Current efforts in designing and manufacturing spintronic devices involve two different approaches. The first is perfecting the existing GMR-based technology by either developing new materials with larger spin polarization of electrons or making improvements or variations in the existing devices that allow for better spin filtering. The second effort, which is more radical, focuses on finding novel ways of both generation and utilization of spin-polarized currents. These include investigation of spin transport in semiconductors and looking for ways in which semiconductors can function as spin polarizers and spin valves. The importance of this effort lies in the fact that the existing metal-based devices do not amplify signals (although they are successful switches or valves), whereas semiconductor based spintronic devices could in principle provide amplification and serve, in general, as multi-functional devices. Perhaps even more importantly, it would be much easier for semiconductor-based devices to be integrated with traditional semiconductor technology.
While there are clear advantages for introducing semiconductors in novel spintronic applications, many basic questions pertaining to combining semiconductors with other materials to produce a viable spintronic technology remain open. For example, whether placing a semiconductor in contact with another material would impede spin transport across the interface is far from well-understood. In the past, one of the strategies to advance understanding of spin transport in hybrid semiconductor structures was to directly borrow knowledge obtained from studies of more traditional magnetic materials. However, there is also an alternative approach involving the direct investigation of spin transport in all-semiconductor device geometries. In such a scenario a combination of optical manipulation (for example, shining circularly polarized light to create net spin polarization) and material inhomogeneities (e.g. by suitable doping as in the recently discovered type ferromagnetic materials where Mn impurities act as dopants) could be employed to tailor spin transport properties.

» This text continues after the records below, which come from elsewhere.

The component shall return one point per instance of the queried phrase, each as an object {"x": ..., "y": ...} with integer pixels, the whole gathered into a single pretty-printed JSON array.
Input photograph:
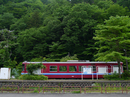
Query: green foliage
[
  {"x": 52, "y": 28},
  {"x": 33, "y": 77},
  {"x": 64, "y": 59},
  {"x": 32, "y": 67},
  {"x": 110, "y": 37}
]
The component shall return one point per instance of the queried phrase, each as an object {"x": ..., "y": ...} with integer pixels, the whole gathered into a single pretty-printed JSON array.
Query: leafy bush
[{"x": 33, "y": 77}]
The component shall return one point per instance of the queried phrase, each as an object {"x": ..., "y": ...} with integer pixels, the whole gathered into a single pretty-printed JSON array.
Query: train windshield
[{"x": 23, "y": 67}]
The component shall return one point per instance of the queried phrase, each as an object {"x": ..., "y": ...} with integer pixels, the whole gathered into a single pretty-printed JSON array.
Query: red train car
[{"x": 75, "y": 69}]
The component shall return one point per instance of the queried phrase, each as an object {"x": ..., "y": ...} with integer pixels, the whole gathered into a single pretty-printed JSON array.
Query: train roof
[{"x": 70, "y": 62}]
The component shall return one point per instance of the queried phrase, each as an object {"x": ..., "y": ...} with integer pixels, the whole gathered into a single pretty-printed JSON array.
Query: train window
[
  {"x": 53, "y": 68},
  {"x": 72, "y": 68},
  {"x": 23, "y": 67},
  {"x": 81, "y": 67},
  {"x": 63, "y": 68},
  {"x": 93, "y": 68}
]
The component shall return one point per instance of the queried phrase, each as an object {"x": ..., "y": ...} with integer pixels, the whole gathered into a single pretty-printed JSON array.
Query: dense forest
[{"x": 52, "y": 29}]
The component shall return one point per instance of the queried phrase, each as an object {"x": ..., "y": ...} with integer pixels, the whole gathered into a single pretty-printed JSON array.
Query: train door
[
  {"x": 102, "y": 70},
  {"x": 115, "y": 69}
]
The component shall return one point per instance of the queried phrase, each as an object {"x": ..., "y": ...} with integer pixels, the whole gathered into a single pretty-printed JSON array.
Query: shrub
[{"x": 33, "y": 77}]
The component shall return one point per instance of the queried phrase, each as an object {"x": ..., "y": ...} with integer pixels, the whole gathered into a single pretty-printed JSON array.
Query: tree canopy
[{"x": 51, "y": 29}]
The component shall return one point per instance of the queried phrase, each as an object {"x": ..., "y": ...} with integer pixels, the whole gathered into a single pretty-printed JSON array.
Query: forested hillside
[{"x": 52, "y": 29}]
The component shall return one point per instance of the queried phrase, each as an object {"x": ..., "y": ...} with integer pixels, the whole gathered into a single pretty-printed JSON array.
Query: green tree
[
  {"x": 6, "y": 20},
  {"x": 111, "y": 37},
  {"x": 32, "y": 43},
  {"x": 79, "y": 29}
]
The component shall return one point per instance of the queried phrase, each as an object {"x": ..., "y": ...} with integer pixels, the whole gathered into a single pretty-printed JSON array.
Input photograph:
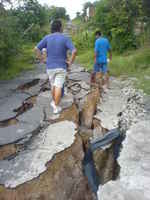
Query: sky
[{"x": 72, "y": 6}]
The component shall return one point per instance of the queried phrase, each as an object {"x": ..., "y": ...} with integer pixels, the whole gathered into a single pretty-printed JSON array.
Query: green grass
[
  {"x": 23, "y": 61},
  {"x": 132, "y": 64}
]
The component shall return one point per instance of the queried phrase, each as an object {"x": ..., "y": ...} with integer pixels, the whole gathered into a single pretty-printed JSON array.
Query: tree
[{"x": 57, "y": 13}]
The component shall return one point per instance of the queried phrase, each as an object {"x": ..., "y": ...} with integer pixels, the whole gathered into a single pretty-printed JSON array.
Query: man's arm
[
  {"x": 110, "y": 54},
  {"x": 73, "y": 56},
  {"x": 38, "y": 54},
  {"x": 41, "y": 45}
]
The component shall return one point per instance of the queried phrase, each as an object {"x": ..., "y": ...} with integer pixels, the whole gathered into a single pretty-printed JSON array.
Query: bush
[{"x": 10, "y": 40}]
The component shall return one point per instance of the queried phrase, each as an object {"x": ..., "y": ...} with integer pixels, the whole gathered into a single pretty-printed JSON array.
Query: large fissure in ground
[{"x": 43, "y": 156}]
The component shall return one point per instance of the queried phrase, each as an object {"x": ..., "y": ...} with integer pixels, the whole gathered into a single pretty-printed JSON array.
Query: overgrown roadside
[{"x": 135, "y": 64}]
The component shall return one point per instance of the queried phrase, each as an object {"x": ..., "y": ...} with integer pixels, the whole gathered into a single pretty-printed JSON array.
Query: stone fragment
[{"x": 89, "y": 108}]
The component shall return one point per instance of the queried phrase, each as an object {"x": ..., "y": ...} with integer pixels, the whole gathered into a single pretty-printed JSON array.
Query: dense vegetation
[
  {"x": 127, "y": 25},
  {"x": 22, "y": 23}
]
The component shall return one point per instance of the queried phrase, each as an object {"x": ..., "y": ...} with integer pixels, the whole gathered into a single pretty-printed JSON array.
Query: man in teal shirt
[{"x": 102, "y": 47}]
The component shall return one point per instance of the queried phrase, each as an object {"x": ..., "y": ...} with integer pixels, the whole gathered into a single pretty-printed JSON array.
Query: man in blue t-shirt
[
  {"x": 57, "y": 46},
  {"x": 102, "y": 47}
]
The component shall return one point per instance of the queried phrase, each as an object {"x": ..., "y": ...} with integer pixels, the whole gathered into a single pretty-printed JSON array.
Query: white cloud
[{"x": 72, "y": 6}]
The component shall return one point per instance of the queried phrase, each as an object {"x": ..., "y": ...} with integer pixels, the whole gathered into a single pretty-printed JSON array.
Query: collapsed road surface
[{"x": 41, "y": 154}]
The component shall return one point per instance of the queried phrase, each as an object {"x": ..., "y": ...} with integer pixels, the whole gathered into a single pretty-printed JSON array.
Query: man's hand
[{"x": 39, "y": 55}]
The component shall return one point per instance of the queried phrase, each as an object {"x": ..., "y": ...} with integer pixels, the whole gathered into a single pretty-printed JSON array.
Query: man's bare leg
[
  {"x": 99, "y": 80},
  {"x": 106, "y": 80},
  {"x": 57, "y": 95}
]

In addition to the near-term studies of various spin transistors and spin transport properties of semiconductors, a long-term and ambitious subfield of spintronics is the application of electron and nuclear spins to quantum information processing and quantum computation (for more information on quantum computation, check out the following site). It has long been pointed out that quantum mechanics may provide great advantages over classical physics in physical computation. However, the real boom started after the advent of Shor's factorization algorithm and quantum error correction schemes. Among the many quantum computer hardwares that were proposed are the ones based on electron and nuclear spins. Obviously, the spins of electrons and spin-1/2 nuclei provide perfect candidates for quantum bits (qubits) as their Hilbert spaces are generally well-defined and their decoherence relatively slow.
At the University of Maryland, the theoretical study of spintronics is part of the theory group led by Professor Sankar Das Sarma, which presently includes 6 postdoctoral research fellows and 1 doctoral graduate students. Currently the spintronics research effort in our group focuses on the following directions:
Recent publications of Das Sarma's group that are related to spintronics can be found in the Publications section of this website. Our research is supported by the United States Office of Naval Research, the United States Army Research Office, the National Science Foundation, DARPA, ARDA, LPS, and the University of Maryland. Professor Das Sarma and his research group are a part of the Condensed Matter Theory Group at the physics department of the University of Maryland, and are also affiliated with the Center for Superconductivity Research and National Science Foundation Materials Research Science and Engineering Center (NSF- MRSEC) at Maryland.
There are several experimental groups at the University of Maryland that are involved in the study of various aspects of spintronics. In particular, the group of Professor Dennis Drew studies how to use NSOM (Near Field Scanning Optical Microscopy) to detect electrons in semiconductor quantum dots; the group of Professor Richard Webb studies how to detect electron spins using transport experiments, whether electron spin entanglement can be measured using noise correlation measurements, and whether electron spins trapped in gated quantum dots can be used as qubits; the group of Dr Bruce Kane studies the feasibility of using phosphorous donor nuclear spins in Si for the purpose of quantum computing, and in particular whether SET (Single Electron Transistor) can be effectively used as a single electron spin detector.